I don't think I disagree with the ends you're proposing (don't add stack traces to every value, don't add stack traces specifically to Result::Err(E) variants); however, this is a bad way to justify it. Tools like dtrace / bpftrace do exactly this kind of stack tracing for both success and error cases across entire systems. This is a good thing™, and is actually very useful for both debugging, performance profiling, and understanding what your code is really doing on the hardware.
So I guess I disagree with how you're framing it. I would argue that adding stack traces to every value in Rust would be bad because it is a lot of overhead for something your kernel can and will do better.
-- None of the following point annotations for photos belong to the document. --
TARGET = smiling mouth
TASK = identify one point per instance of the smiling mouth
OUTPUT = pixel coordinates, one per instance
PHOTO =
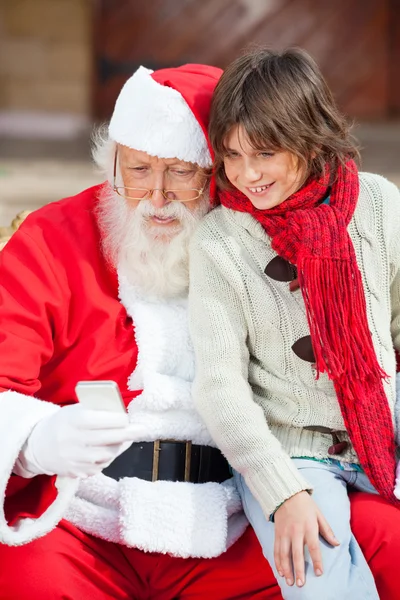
(259, 189)
(163, 220)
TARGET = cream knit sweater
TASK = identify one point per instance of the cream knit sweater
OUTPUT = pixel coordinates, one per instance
(254, 393)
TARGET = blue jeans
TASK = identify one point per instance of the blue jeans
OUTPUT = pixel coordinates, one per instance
(347, 575)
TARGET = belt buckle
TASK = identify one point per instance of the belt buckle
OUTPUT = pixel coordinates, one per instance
(156, 459)
(188, 459)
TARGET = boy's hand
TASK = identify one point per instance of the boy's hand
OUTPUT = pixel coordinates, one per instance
(298, 523)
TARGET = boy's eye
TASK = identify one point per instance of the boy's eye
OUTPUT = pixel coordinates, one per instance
(181, 172)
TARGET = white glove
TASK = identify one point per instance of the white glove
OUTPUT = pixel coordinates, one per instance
(75, 442)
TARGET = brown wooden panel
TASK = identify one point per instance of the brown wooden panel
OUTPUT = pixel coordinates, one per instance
(352, 40)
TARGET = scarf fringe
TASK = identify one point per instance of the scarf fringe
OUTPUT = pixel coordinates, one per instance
(345, 352)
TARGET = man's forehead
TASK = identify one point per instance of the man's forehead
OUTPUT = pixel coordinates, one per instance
(132, 155)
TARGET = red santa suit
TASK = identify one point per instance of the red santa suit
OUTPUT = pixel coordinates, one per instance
(66, 316)
(64, 319)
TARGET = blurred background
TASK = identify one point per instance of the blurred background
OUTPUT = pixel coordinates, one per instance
(63, 62)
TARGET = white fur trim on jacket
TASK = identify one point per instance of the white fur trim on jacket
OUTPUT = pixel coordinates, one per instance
(178, 518)
(18, 416)
(156, 119)
(181, 519)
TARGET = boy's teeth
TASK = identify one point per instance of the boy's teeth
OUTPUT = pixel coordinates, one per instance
(259, 189)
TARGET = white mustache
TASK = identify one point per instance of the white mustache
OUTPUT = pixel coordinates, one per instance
(175, 210)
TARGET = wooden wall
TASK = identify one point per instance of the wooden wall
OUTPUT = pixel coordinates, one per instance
(355, 42)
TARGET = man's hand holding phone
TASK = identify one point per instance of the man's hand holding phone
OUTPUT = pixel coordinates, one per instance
(78, 441)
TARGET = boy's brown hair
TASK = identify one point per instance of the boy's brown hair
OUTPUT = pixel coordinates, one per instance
(283, 103)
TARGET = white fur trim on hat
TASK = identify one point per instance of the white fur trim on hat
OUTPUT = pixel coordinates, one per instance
(155, 119)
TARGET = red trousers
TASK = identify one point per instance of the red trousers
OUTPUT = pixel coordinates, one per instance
(70, 565)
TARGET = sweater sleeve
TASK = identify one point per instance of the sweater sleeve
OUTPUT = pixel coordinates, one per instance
(221, 391)
(391, 195)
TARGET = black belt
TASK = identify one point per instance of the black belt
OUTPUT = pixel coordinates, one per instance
(169, 460)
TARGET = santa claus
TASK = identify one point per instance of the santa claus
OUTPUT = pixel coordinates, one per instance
(94, 287)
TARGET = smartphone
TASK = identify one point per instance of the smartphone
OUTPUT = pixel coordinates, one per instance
(100, 395)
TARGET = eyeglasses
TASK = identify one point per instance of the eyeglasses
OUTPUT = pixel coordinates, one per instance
(177, 195)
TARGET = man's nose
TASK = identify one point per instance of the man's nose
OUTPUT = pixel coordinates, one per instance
(157, 199)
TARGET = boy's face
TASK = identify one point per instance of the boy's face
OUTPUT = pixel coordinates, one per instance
(266, 177)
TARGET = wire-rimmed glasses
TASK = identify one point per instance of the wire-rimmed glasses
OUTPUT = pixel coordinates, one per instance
(176, 195)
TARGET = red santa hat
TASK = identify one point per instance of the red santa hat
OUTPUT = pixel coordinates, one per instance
(165, 113)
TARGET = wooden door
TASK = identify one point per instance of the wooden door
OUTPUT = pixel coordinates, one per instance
(355, 42)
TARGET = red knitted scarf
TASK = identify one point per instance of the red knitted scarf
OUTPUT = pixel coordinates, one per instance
(314, 237)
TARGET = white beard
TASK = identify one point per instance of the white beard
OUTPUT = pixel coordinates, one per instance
(154, 259)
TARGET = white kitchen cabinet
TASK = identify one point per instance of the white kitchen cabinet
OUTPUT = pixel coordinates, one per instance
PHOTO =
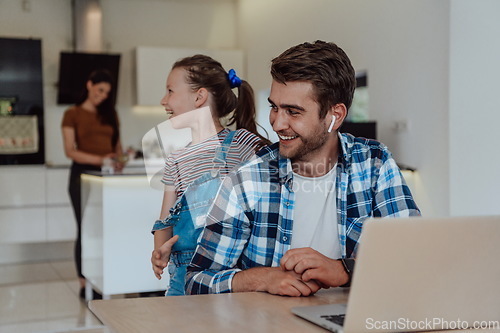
(118, 214)
(35, 205)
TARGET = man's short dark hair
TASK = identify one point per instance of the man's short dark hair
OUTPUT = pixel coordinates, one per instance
(323, 64)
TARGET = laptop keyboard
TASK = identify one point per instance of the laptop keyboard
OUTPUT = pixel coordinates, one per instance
(337, 319)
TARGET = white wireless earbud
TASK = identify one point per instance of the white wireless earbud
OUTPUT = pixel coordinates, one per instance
(331, 125)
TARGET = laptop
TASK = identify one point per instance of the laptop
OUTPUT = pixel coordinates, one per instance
(420, 274)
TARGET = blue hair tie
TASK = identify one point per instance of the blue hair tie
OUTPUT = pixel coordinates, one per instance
(234, 80)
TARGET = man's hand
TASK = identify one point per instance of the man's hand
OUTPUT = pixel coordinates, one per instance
(313, 266)
(161, 256)
(274, 281)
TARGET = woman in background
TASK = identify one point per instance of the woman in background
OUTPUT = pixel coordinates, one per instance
(91, 139)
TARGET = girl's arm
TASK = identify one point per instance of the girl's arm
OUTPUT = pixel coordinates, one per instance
(163, 240)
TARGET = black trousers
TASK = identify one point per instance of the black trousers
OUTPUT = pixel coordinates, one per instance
(76, 201)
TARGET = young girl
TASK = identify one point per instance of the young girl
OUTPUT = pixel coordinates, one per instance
(90, 135)
(192, 174)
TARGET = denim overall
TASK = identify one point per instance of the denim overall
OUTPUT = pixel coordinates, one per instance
(188, 217)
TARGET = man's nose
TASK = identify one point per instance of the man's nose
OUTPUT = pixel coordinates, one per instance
(163, 101)
(279, 121)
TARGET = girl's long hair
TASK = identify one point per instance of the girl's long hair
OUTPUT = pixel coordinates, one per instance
(205, 72)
The issue is that Rust's Result (and Java's checked exceptions) require a different paradigm. A Result is in the type signature because it's part of your domain's API design. It's just values. It's not for* debugging. You use a debugger for that or programmatically panic when something is truly unexpected and get the stack trace from that.*
This really is the gist of it. However, I will say that in my experience the reason that Result types are nice (over e.g. exceptions) is that putting the error cases in the type contract means that you can have the compiler check when someone hasn't handled an error case (? and unwrap are "handling" it even if they may not always be appropriate), as well as statically verify which variants may be unused. One very frustrating thing I've had to encounter in C++ is finding a whole list of different errors that have been duplicated as multiple different opaque (e.g. behind a unique_ptr<std::exception> or some such) exceptions across the codebase.
Being able to know what variants of error can come out of an API is great! It just happens that working with a rich type system like Rust makes it possible to do all manner of things that languages-with-only-exceptions cannot.